Dyslipidemia is robustly associated with atherosclerosis and cardiovascular
disease (CVD) risk. Studies of families displaying extreme tail lipid levels
have resulted in the discovery of key regulatory genes in LDL, HDL and TG
metabolism. However, studies of genetics only show association with lipid
traits, rather then mechanistic insights in metabolism. For this purpose in
vitro studies are necessary, preferably using patient material harbouring the
genetic variant under study. A well-established approach is the use of cultured
fibroblasts derived from a minimal invasive skin biopsy. These skin fibroblasts
are then used to study LDL uptake, receptor metabolism and cholesterol efflux.
All together this study will lead to a better understanding of cholesterol
metabolism and could lead to novel targets for therapy.

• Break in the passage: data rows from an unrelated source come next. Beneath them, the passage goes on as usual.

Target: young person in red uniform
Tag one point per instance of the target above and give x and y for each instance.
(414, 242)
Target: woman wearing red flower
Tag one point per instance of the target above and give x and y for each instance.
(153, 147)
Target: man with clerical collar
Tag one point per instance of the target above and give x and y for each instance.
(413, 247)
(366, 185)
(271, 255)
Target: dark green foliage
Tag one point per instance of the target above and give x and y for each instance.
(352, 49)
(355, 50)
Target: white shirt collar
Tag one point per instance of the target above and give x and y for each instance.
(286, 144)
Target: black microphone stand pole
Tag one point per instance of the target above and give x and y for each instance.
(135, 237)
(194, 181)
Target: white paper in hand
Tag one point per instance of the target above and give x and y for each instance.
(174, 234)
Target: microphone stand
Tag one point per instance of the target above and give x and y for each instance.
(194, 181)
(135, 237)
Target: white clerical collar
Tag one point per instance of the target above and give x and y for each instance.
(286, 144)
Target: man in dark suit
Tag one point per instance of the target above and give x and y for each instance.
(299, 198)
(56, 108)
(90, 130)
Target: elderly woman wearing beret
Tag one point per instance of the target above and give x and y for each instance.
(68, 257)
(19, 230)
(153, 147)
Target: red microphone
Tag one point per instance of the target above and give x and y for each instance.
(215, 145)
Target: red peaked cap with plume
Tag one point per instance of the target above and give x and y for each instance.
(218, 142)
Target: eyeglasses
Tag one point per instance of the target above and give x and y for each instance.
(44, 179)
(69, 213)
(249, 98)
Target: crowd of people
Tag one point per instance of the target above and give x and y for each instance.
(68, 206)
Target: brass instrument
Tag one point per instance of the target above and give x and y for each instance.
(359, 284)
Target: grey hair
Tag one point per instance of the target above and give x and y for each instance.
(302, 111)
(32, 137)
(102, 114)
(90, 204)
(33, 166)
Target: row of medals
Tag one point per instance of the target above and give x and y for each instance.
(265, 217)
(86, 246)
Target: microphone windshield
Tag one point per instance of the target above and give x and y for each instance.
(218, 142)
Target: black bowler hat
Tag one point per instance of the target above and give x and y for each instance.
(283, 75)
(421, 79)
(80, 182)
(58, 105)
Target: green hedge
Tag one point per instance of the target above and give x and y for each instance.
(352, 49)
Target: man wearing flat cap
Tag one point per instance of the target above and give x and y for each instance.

To obtain human fibroblasts from extreme dyslipidemia patients or patients with
premature atherosclerosis to study cholesterol metabolism.

Case control study in families with extreme dyslipidemia and/or premature
atherosclerosis, comparing fibroblasts of mutation carriers with fibroblasts
from wild-type family members.

Participants do not benefit from this study. Fibroblasts are cultured from a
small 3mm skin biopsy, after local anaesthesia, performed by a trained doctor.
Potential risks of the procedure are small and include bleeding, infection and
formation of a small scar. To minimise scar burden, the biopsy is taken from
the inside of the underarm. As participants are selected based on a putative or
proven genetic defect, insights from this study might lead to better treatment
options which could be of benefit for next generations.